During that same period, the industrial sector experienced exceptional expansion. Industrial output surged by nearly 17 percent, largely driven by construction-related demand.
The recovery, however, proved temporary. The COVID-19 pandemic disrupted economic activity again, causing Nepal’s economy to shrink in FY 2019/20. Since then, the annual growth rate has remained below five percent, reflecting slower investment and weaker demand.
Service Sector Becomes the Backbone of the Economy
One of the most notable trends highlighted in the report is the growing dominance of the service sector.
Over the past decade, services have consistently contributed more than half of Nepal’s economic output. In fiscal year 2014/15, agriculture accounted for 30.3 percent of the economy, industry contributed 15 percent, and services made up 54.7 percent.

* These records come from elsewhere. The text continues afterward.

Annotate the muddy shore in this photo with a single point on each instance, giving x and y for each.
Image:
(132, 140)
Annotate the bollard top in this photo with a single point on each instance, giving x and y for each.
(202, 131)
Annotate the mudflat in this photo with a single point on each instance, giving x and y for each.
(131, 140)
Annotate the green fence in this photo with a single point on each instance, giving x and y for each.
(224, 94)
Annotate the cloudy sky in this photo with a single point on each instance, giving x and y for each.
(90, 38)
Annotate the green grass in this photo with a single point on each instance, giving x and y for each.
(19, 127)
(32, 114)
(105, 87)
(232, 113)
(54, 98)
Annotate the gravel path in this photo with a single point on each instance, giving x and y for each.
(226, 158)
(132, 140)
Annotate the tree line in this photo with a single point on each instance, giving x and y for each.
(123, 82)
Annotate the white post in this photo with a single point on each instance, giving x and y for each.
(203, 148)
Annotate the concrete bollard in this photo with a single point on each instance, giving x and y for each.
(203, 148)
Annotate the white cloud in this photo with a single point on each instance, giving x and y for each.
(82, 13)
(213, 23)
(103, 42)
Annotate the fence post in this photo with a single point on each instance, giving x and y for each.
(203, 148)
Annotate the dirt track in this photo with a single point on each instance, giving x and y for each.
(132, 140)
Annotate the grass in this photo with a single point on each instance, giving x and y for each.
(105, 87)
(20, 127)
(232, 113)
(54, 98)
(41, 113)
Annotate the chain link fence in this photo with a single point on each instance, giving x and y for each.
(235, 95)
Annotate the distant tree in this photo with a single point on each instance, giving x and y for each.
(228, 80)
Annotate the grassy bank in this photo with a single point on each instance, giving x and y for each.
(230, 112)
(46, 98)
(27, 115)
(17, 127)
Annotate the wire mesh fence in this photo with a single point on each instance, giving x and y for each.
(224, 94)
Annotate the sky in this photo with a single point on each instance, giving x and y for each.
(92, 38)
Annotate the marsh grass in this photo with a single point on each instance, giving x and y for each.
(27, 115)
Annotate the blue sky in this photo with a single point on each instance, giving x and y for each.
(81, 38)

By fiscal year 2024/25, the structure had shifted further. Agriculture’s share declined to about 25.2 percent, while the industrial sector dropped to 12.8 percent. Meanwhile, the service sector expanded significantly and now accounts for roughly 62 percent of the country’s GDP.
This shift indicates that Nepal is increasingly becoming a service-oriented economy, with sectors such as trade, tourism, banking, and transportation playing larger roles.
Consumption-Driven Economy with Falling Investment
Another key finding of the report is that Nepal’s economy remains heavily driven by consumption rather than investment.
Historically, private consumption has accounted for between 85 and 90 percent of GDP. Over the past five years, the average level of private consumption has remained around 87.8 percent of total economic output.
However, private investment has shown a worrying decline. It dropped from 21.7 percent of GDP in FY 2021/22 to about 15.7 percent in FY 2022/23 and has continued to fall since then.
Economists say that import restrictions introduced during FY 2022/23 contributed to a sharp slowdown in both investment and consumption. Compared to FY 2021/22 levels, private investment has decreased by nearly 30 percent, while private consumption remains about five percent lower.
This decline in demand is widely seen as a key factor behind the slowdown in economic growth in recent years.
Gradual Signs of Recovery
Despite the challenges, the report suggests that Nepal’s economy may be slowly recovering.
By fiscal year 2024/25, total domestic demand had reached about 121.5 percent of GDP. Although this remains below the 131.5 percent recorded in FY 2021/22, several productive sectors have started to show improvement.
Construction, manufacturing, and wholesale and retail trade — which had experienced negative growth for two consecutive years — are now returning to positive territory.
Even so, economists caution that the recovery will likely take time. While current indicators show improvement, Nepal’s economy has yet to fully return to the momentum seen before the pandemic.
For policymakers, strengthening industrial development and encouraging private investment are expected to be key priorities in the coming years if Nepal hopes to achieve stronger and more sustainable economic growth.